14 This information was entered into a computerized database. The use of computer equipment and a voter database informs the Board's decision about whether the work performed by petition workers is properly 100% exempt. The specific claims to exempt the cost of the equipment are beyond the scope of this Opinion.
15 It seems to be well established that face-to-face contact is the most effective kind of contact, increasing the chance that voters will go to the polls. See, e.g., Alan S. Gerber and Donald P. Green, "The Effects of Canvassing, Telephone Calls, and Direct Mail on Voter Turnout: A Field Experiment", The American Political Science Review, Vol. 94, No. 3 (Sept. 2000), 653-663, p. 661.

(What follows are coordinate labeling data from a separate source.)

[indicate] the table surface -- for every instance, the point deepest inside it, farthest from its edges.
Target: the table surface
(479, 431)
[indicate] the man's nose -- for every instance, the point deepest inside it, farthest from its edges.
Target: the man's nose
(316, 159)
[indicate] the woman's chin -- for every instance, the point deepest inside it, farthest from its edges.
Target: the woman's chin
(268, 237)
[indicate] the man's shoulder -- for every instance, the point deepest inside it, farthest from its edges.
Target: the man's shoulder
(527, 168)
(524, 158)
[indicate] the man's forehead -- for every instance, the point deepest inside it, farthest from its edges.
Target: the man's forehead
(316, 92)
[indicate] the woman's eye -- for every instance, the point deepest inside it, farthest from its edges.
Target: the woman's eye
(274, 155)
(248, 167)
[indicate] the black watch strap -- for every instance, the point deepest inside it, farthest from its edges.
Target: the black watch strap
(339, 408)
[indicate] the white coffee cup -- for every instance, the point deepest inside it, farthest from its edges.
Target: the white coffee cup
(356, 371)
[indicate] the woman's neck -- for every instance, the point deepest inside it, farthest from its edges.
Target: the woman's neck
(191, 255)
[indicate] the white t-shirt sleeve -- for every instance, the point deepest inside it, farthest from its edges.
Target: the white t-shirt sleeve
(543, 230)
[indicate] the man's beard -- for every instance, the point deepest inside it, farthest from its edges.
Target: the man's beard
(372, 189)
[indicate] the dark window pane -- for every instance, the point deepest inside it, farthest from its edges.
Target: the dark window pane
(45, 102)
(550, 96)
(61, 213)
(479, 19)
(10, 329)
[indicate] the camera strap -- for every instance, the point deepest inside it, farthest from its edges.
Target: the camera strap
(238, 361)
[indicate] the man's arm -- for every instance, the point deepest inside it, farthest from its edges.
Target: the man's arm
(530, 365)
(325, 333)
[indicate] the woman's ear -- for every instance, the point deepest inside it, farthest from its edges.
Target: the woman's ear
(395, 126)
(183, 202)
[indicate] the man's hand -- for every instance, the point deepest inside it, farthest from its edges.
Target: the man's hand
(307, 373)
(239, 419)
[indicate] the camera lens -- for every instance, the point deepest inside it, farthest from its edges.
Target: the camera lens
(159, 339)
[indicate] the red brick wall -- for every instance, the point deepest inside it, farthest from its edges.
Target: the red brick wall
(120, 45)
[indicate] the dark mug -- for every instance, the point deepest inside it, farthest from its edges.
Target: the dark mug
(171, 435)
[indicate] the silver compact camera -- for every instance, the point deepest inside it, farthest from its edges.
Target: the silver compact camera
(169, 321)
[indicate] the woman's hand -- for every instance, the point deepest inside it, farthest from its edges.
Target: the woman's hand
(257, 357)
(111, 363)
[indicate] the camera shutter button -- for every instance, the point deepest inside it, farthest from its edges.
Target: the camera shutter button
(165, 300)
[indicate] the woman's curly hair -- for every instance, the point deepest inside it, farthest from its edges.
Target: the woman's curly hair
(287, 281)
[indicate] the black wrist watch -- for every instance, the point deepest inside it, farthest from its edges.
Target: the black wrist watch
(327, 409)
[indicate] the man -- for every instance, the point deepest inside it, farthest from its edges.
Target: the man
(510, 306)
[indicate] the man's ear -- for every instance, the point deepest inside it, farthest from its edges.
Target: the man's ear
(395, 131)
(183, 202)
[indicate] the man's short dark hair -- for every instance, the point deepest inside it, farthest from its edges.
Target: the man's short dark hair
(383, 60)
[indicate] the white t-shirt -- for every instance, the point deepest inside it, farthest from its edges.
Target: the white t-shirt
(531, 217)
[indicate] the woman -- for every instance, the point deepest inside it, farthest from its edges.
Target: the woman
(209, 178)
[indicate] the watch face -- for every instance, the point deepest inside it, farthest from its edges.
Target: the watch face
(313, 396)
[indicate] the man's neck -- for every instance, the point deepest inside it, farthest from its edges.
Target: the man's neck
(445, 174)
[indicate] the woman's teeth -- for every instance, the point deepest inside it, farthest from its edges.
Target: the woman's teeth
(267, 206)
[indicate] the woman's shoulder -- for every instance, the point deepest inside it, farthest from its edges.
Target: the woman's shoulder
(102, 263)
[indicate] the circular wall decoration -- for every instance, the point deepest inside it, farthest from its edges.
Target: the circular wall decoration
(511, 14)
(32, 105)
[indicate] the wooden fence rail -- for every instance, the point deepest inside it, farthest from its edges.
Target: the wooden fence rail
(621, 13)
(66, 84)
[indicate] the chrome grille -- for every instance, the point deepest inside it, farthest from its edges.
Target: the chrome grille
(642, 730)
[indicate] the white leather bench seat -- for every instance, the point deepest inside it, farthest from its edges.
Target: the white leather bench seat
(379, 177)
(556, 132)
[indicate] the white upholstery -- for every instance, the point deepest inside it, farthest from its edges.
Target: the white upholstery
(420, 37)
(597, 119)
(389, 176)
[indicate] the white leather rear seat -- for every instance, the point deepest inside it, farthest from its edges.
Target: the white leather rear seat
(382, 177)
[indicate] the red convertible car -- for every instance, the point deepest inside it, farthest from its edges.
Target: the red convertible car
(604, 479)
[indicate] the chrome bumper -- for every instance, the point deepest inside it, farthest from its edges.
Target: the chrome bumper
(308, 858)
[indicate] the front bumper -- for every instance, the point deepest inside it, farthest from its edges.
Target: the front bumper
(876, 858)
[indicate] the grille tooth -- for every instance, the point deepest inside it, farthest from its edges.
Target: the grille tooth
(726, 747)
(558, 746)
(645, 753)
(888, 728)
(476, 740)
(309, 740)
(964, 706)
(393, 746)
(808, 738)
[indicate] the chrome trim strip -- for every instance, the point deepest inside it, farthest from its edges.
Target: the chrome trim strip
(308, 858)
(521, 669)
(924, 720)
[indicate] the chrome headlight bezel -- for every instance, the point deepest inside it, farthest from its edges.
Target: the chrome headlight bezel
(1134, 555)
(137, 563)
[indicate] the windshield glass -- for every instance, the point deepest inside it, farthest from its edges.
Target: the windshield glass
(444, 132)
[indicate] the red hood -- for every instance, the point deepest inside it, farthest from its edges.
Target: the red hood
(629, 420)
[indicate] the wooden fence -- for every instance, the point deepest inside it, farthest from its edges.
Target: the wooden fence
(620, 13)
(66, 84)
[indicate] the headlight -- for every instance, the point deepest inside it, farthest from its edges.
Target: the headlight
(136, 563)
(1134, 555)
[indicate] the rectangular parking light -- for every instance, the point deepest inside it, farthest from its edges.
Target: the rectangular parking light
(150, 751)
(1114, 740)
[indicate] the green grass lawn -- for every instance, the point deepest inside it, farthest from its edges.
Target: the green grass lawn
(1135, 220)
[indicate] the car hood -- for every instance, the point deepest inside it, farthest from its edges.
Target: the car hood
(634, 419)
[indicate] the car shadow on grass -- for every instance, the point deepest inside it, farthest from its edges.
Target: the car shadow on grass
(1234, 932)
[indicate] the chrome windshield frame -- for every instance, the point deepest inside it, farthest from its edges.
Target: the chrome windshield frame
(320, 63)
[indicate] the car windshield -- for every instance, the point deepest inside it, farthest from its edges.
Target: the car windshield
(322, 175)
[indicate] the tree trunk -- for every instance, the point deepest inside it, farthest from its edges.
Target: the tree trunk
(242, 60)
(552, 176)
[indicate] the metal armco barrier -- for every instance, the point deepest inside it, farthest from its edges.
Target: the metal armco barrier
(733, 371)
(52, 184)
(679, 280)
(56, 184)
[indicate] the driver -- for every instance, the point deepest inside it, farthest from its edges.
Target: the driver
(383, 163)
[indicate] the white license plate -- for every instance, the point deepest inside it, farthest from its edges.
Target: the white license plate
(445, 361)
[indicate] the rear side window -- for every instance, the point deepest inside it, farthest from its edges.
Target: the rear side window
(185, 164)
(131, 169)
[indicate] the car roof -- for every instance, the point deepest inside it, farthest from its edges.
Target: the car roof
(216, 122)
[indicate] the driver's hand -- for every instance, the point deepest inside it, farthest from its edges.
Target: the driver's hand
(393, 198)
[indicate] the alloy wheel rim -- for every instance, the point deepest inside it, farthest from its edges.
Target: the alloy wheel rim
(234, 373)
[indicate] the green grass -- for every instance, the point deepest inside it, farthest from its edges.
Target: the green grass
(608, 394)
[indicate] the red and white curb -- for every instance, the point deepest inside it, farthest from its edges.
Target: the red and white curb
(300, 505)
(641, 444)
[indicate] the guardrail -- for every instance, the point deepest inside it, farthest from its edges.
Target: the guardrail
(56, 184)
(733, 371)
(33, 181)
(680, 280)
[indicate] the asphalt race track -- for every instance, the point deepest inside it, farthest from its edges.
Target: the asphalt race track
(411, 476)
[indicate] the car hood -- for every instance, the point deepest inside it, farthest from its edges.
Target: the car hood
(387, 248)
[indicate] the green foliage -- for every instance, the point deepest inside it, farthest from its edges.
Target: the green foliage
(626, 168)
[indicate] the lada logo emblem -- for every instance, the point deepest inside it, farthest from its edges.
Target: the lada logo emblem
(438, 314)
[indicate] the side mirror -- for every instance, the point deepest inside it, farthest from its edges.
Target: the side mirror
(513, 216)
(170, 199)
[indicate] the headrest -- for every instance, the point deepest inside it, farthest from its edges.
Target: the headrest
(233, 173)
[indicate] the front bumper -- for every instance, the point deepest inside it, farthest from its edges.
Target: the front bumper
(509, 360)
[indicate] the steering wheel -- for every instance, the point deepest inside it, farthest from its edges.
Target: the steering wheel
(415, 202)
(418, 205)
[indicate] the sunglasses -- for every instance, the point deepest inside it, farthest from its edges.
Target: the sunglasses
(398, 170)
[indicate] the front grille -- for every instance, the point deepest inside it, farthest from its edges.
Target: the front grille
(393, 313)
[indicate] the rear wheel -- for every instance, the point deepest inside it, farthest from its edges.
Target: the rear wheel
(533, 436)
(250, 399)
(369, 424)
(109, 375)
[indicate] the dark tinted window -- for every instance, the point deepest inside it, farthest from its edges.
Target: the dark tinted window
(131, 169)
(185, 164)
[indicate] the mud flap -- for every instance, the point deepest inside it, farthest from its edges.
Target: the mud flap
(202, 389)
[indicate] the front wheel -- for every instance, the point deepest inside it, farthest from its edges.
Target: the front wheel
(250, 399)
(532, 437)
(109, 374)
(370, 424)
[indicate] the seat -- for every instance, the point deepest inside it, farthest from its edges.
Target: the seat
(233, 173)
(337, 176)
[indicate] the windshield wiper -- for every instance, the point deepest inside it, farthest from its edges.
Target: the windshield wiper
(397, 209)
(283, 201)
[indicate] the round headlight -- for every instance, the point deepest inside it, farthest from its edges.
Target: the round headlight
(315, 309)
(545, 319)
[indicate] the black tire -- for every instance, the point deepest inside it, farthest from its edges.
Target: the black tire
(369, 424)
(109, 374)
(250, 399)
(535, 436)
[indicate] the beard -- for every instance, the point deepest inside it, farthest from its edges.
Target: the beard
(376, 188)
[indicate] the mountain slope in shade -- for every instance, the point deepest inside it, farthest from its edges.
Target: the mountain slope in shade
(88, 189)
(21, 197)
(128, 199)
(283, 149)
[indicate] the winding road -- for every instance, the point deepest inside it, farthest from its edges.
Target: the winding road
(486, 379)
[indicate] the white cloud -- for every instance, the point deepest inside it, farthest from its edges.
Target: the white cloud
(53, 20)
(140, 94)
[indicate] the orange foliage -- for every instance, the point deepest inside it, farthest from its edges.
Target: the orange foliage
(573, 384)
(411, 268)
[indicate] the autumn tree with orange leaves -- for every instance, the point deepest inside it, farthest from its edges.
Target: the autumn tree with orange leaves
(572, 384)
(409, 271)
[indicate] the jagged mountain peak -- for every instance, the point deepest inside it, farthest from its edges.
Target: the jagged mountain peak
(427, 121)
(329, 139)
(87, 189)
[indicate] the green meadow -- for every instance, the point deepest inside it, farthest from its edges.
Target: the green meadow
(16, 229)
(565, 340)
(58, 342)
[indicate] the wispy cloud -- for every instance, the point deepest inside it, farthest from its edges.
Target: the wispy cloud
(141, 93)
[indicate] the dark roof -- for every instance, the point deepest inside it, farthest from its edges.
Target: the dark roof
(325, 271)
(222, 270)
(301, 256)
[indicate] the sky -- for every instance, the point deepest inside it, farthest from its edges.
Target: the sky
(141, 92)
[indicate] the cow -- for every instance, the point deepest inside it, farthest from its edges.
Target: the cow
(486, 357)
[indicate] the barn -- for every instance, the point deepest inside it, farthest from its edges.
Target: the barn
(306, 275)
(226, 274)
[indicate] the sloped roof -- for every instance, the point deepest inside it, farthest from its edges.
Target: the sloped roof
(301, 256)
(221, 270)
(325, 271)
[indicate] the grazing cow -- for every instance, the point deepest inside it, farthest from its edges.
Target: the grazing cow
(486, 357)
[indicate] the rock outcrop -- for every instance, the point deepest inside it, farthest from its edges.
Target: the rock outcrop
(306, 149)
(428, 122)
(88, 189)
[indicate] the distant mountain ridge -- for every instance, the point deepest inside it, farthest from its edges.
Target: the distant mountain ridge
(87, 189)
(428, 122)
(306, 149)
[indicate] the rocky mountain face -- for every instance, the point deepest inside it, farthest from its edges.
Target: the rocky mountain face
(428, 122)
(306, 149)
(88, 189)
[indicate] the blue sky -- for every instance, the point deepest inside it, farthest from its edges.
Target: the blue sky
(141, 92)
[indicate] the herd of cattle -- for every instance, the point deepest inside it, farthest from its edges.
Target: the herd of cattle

16 This Opinion notes the representations made by the Miller Campaign, including the representation made by the campaign that it "quarantined" the information it gathered about voter preference since the end of the petitioning effort. The Weiner letter raises issues about this subject which need to be addressed by the Miller Campaign in its response.
17 Of this amount, approximately $730,000 was paid to individual petition workers and reported in the Campaign's disclosure statements with a purpose code "Wages." (It also includes payments for related employment taxes.) The remaining approximately $280,000 in petition expenditures are (1) payments to a consultant to coordinate the petition drive, (2) payments for an office from which the petition drive was coordinated, (3) payments for equipment including computers for the petition drive, (4) payments for the printing of petition forms, (5) payments to some political clubs for petitioning, and (6) various other payments for supplies and attendant materials for the petition drive.
18 The Miller Campaign has claimed approximately 20% of its total primary expenditures as exempt. (This amount includes claims for compliance work unrelated to petitioning which is outside the scope of this Opinion.) Fernando Ferrer has claimed approximately 4.9% of his primary expenditures as exempt, C. Virginia Fields has claimed 1.3%, and Anthony Weiner has claimed 1.9%. The Act provides a "safe harbor" for exempt expenditure claims under 7.5%, for which the documentation requirements are less rigorous.
20 Board member Dale C. Christensen, Jr., issued a Separate Opinion, attached to this Opinion. This Board Opinion was approved for issuance by three Board members present at the Board's meeting of September 6, 2005: Chairman Frederick A.O. Schwarz, Jr., and Board members Joseph Potasnik and Dale C. Christensen, Jr., to represent the conclusions of a majority of the Board members. The Chair announced that Board member Katheryn C. Patterson, although not present because of a last-minute conflict, supports the conclusions of this Opinion, and that Board member Alan N. Rechtschaffen, also not present, would abstain. As a courtesy to the Board, Board member Christensen voted to issue the Opinion although he does not agree with the Opinion and read into the record his Separate Opinion.